At the end of February we described Waterman (LON: WTM) as ‘cheap and unloved’. Well Japanese group CTI Engineering is showing the consulting engineer some love today by agreeing to acquire it for 140p in cash, a whopping 83 per cent premium to Waterman’s latest closing share price.
CTI is the oldest of Japan’s top three consulting engineering companies and has had a full listing on the Tokyo Stock Exchange for twenty years. Waterman is also a long-established business with a settled management team. As well as bringing technical capabilities, Waterman will take CTI into new international markets as its first overseas acquisition. The Japanese buyers state that they believe in the UK as a place to do business and in its strategic importance in serving international markets.
Prior to the bid Waterman was valued at only £24 million; so the big premium doesn’t translate into a huge extra cash sum for the buyer. To get management agreement for the acquisition in a ‘people business’ is vital, which also argues for a good premium. But the key reason for that eye-catching 140p take-out price in the context of a 76.5p close last night is Waterman’s valuation. Profits are flat this year but should grow in the year to June 2018 and there’s a target to raise margins significantly over time. Yet as we observed two months ago, the shares traded on a p/e of just 8 and yielded a prospective 5%.

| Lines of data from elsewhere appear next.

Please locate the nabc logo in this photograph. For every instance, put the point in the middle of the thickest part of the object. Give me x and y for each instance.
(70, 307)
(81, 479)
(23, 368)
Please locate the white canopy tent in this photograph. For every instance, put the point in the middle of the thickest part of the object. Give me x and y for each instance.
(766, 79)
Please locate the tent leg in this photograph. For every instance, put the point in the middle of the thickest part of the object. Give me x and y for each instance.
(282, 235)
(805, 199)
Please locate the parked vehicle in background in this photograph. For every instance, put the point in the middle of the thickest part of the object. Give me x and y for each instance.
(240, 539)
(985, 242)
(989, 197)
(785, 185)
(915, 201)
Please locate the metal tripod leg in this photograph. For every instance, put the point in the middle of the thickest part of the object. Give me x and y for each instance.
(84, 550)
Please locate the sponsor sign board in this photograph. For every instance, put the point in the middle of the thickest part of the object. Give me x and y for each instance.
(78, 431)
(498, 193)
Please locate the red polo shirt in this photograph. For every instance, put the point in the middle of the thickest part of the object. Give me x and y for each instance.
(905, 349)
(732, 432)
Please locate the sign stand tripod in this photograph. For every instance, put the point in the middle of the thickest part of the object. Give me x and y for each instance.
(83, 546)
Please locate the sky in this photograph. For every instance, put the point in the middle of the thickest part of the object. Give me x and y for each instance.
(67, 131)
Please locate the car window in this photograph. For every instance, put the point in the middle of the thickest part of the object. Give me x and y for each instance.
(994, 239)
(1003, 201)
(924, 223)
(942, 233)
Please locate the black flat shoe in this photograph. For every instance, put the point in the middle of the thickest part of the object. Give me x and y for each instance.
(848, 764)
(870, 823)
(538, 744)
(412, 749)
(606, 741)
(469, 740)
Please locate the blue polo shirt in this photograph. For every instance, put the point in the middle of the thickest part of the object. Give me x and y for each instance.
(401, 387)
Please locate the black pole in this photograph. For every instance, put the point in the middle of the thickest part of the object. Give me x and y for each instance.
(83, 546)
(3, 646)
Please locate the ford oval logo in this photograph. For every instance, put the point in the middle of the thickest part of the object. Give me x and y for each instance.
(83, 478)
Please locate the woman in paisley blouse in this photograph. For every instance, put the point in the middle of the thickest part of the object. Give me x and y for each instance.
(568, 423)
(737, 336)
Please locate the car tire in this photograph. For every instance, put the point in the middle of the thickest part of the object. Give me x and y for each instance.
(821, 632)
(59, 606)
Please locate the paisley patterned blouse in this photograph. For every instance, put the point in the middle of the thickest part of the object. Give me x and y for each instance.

This meant that an agreed deal had to come at a good premium. At 140p the exit p/e is around 14.5 times prospective earnings, which is respectable but hardly outlandish.
Value is out there
With ‘value stocks’ it’s hard to identify what the catalyst will be to get the shares rerated. In our latest recommendation piece we suggested evidence of next year’s pick-up might be needed, but that Waterman’s yield provided a respectable return for investors while they waited. This bid is a useful reminder that there’s still plenty of value out there in small-cap land.